然而，这三种方法都给出了不同的结果.我想知道这是为什么，恐怕我没有理解一些基本的东西.

However all three methods give different results. I wonder why this is, I am afraid I did not understand something basic.

推荐答案

arima.sim 有一个老化"期以达到平稳.参数n.start设置这段时间的长度，必须有长度ar + ma.对于 AR(1) 进程，n.start 必须至少为 1.注意，如果不指定 n.start，arima.sim 会自动为你计算一个合理的.

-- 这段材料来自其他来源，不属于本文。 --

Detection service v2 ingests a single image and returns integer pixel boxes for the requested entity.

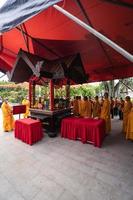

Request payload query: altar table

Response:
[61,117,105,147]
[14,118,43,145]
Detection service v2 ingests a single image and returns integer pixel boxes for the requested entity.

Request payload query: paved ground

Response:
[0,110,133,200]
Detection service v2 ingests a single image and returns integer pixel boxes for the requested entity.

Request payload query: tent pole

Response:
[53,5,133,62]
[50,79,54,111]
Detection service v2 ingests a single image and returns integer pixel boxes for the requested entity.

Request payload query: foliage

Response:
[0,81,28,103]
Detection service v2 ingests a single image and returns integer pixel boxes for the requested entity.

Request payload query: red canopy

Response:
[0,0,133,82]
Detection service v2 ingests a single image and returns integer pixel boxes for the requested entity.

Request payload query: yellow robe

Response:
[73,99,79,115]
[123,101,132,133]
[126,108,133,140]
[101,99,111,133]
[22,99,30,118]
[80,100,92,117]
[1,102,14,131]
[93,101,101,118]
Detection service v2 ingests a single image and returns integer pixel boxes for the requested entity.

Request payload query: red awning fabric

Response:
[0,0,133,82]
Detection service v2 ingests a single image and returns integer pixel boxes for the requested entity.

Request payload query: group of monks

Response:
[72,93,133,140]
[1,92,133,140]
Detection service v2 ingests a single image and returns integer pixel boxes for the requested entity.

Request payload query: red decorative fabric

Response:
[13,105,26,115]
[61,117,105,147]
[15,118,43,145]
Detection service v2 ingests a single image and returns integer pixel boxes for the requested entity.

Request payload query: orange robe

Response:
[100,99,111,133]
[93,100,101,118]
[1,102,14,131]
[73,99,79,115]
[123,101,132,133]
[126,108,133,140]
[22,99,30,118]
[80,100,92,117]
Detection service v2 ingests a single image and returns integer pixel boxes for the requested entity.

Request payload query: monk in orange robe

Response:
[126,105,133,140]
[22,97,30,118]
[73,96,79,116]
[93,96,101,118]
[123,96,132,133]
[100,92,111,134]
[1,99,14,132]
[80,96,92,117]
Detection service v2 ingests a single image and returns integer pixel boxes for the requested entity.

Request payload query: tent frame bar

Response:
[53,5,133,62]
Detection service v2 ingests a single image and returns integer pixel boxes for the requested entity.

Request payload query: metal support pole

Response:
[53,5,133,62]
[50,79,54,111]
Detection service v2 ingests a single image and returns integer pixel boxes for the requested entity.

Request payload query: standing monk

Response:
[101,92,111,133]
[126,105,133,140]
[1,99,14,132]
[93,96,101,118]
[123,96,132,133]
[22,97,30,118]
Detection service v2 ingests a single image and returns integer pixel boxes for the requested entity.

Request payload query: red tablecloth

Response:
[13,105,26,115]
[15,118,43,145]
[61,117,105,147]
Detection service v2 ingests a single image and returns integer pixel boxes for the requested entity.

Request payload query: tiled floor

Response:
[0,111,133,200]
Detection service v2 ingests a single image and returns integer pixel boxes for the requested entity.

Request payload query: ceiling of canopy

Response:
[0,0,133,82]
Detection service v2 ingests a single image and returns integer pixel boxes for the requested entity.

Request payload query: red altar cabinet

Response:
[61,117,105,147]
[15,118,43,145]
[13,105,26,115]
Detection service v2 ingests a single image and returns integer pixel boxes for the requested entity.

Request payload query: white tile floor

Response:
[0,110,133,200]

arima.sim has a "burn-in" period in order to reach stationarity. Argument n.start sets the length of this period, and it must has length ar + ma. For an AR(1) process, n.start must be at least 1. Note, if you don't specify n.start, arima.sim will automatically compute a reasonable one for you.

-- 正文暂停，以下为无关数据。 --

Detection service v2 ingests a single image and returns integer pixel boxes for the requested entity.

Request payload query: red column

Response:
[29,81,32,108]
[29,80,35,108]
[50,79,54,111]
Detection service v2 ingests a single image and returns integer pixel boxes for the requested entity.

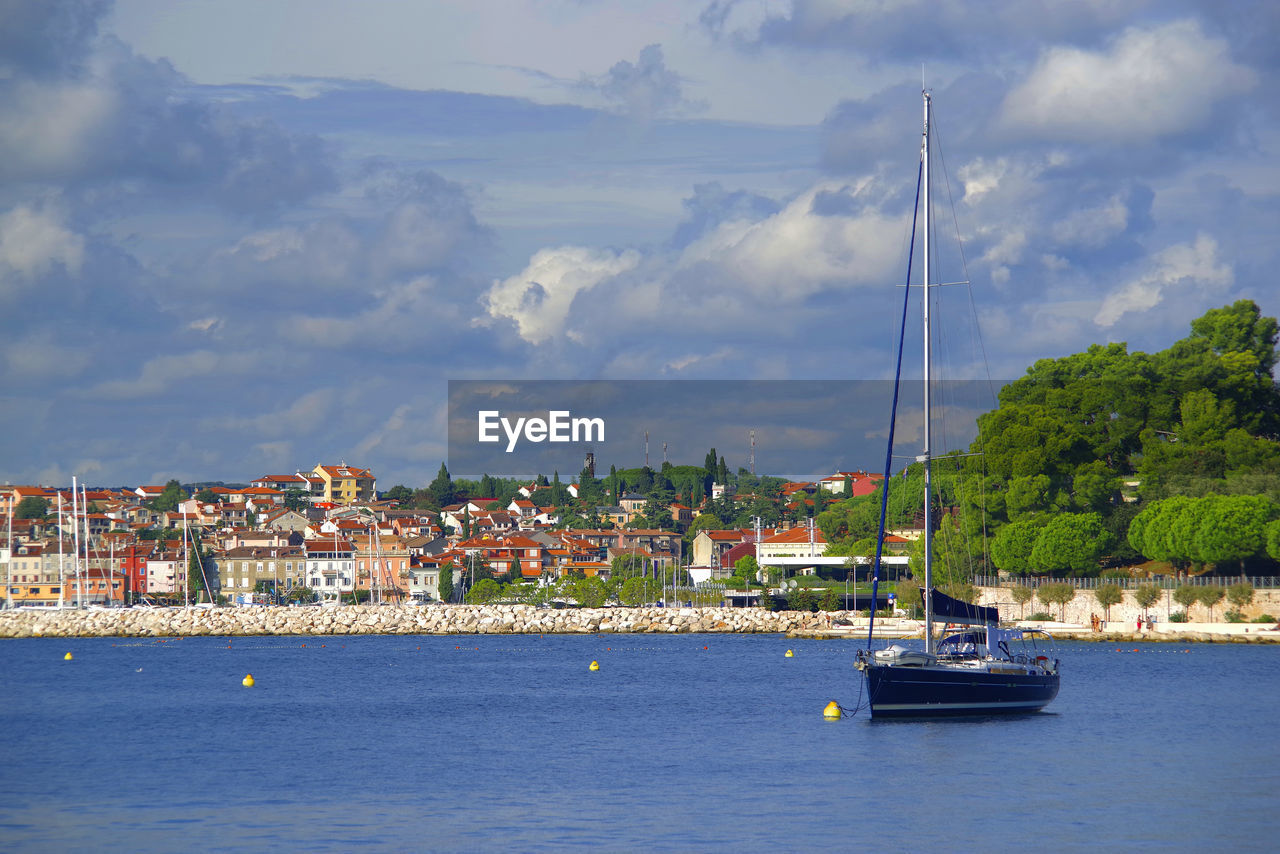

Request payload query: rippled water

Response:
[0,635,1280,851]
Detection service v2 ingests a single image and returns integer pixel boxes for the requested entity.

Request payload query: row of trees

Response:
[818,300,1280,577]
[1009,581,1254,621]
[1129,495,1280,572]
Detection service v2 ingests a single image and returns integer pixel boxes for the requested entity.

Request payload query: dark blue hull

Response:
[865,665,1059,718]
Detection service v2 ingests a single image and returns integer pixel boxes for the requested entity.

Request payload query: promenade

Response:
[0,604,1280,643]
[0,604,834,638]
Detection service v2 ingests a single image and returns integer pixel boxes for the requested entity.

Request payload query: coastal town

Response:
[0,463,896,608]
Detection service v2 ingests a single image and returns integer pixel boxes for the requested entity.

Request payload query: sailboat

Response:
[855,91,1060,718]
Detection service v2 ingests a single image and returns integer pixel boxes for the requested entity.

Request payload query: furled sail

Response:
[920,588,1000,626]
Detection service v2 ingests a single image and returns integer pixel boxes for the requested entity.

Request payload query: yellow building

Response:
[311,465,378,504]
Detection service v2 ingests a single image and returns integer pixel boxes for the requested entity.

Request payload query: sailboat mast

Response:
[920,91,934,654]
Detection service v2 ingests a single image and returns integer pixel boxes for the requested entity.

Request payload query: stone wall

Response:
[0,604,852,638]
[978,588,1280,626]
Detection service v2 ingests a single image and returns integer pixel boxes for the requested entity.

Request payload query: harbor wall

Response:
[0,604,852,638]
[978,588,1280,629]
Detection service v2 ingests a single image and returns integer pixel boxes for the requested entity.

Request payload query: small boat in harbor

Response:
[855,91,1060,718]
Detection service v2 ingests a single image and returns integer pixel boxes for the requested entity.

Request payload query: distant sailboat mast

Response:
[58,489,67,608]
[4,492,13,611]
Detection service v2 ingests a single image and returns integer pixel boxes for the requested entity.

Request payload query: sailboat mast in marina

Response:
[855,91,1059,718]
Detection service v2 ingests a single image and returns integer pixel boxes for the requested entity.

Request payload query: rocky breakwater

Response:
[0,604,851,638]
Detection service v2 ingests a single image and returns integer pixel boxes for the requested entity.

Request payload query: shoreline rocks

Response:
[0,604,1280,644]
[0,604,852,638]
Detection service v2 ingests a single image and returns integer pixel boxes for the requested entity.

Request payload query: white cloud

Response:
[484,246,640,344]
[1093,233,1235,326]
[680,183,909,296]
[1053,196,1129,247]
[219,388,338,437]
[0,205,84,284]
[1002,20,1257,142]
[88,350,253,399]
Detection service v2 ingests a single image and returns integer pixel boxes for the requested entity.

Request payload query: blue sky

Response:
[0,0,1280,487]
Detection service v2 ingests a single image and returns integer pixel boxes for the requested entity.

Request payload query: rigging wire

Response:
[867,159,929,649]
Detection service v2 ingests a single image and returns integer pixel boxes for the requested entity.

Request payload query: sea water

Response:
[0,635,1280,851]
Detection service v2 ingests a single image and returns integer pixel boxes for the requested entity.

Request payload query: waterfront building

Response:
[210,545,307,604]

给定 n.start(指定的或自动计算的)，arima.sim 然后随机抽样 n.start 创新对于老化".这是正确的，因为这个随机程序，你会从一次运行到另一次得到不同的结果:

Given n.start (either a specified one or auto-computed one), arima.sim then randomly sample n.start innovations for "burn-in". It is right because of this random procedure, you will get different result from one run to another:

## innovations of length 6
et <- c(-1.2138662, -0.2854597, 0.5902700, 0.8285463, -0.9954260, -0.3716332)

set.seed(0)
arima.sim(list(order = c(1,0,0), ar = 0.55), n = 6, innov = et, n.start = 1)
#[1] -0.5192413 -0.5710424  0.2761967  0.9804545 -0.4561760 -0.6225300

set.seed(1)
arima.sim(list(order = c(1,0,0), ar = 0.55), n = 6, innov = et, n.start = 1)
# [1] -1.55841580 -1.14258839 -0.03815361  0.80756181 -0.55126700 -0.67483005

我们可以通过使用 start.innov 参数提供一组起始创新来消除这种随机性.注意，这个向量的长度必须是 n.start:

We can eliminate such randomness, by providing a set of starting innovations using start.innov argument. Note, this vector must has length n.start:

## fixing starting innovation at 0; i.e., `y[0] = 0`, so `y[1] = et[1]`.
arima.sim(list(order = c(1,0,0), ar = 0.55), n = 6, innov = et, n.start = 1,
          start.innov = 0)
# [1] -1.21386620 -0.95308611  0.06607264  0.86488625 -0.51973856 -0.65748941

现在，将最后一个 arima.sim 与以下内容进行比较:

Now, compare this last arima.sim with the following:

y <- rep(NA, 6)
y[1] <- et[1]
y[2] <- 0.55 * y[1] + et[2]
y[3] <- 0.55 * y[2] + et[3]
y[4] <- 0.55 * y[3] + et[4]
y[5] <- 0.55 * y[4] + et[5]
y[6] <- 0.55 * y[5] + et[6]

# [1] -1.21386620 -0.95308611  0.06607264  0.86488625 -0.51973856 -0.65748941

我们拥有完全可复制的一切.

We have everything completely reproducible.

以上生成零均值时间序列；如果您希望平均值为 3，请自行将结果移动 +3:

The above generates zero-mean time series; if you want mean at 3, shift the result by +3 yourself:

y <- y + 3

这篇关于模拟时间序列的文章就介绍到这了，希望我们推荐的答案对大家有所帮助，也希望大家多多支持IT屋！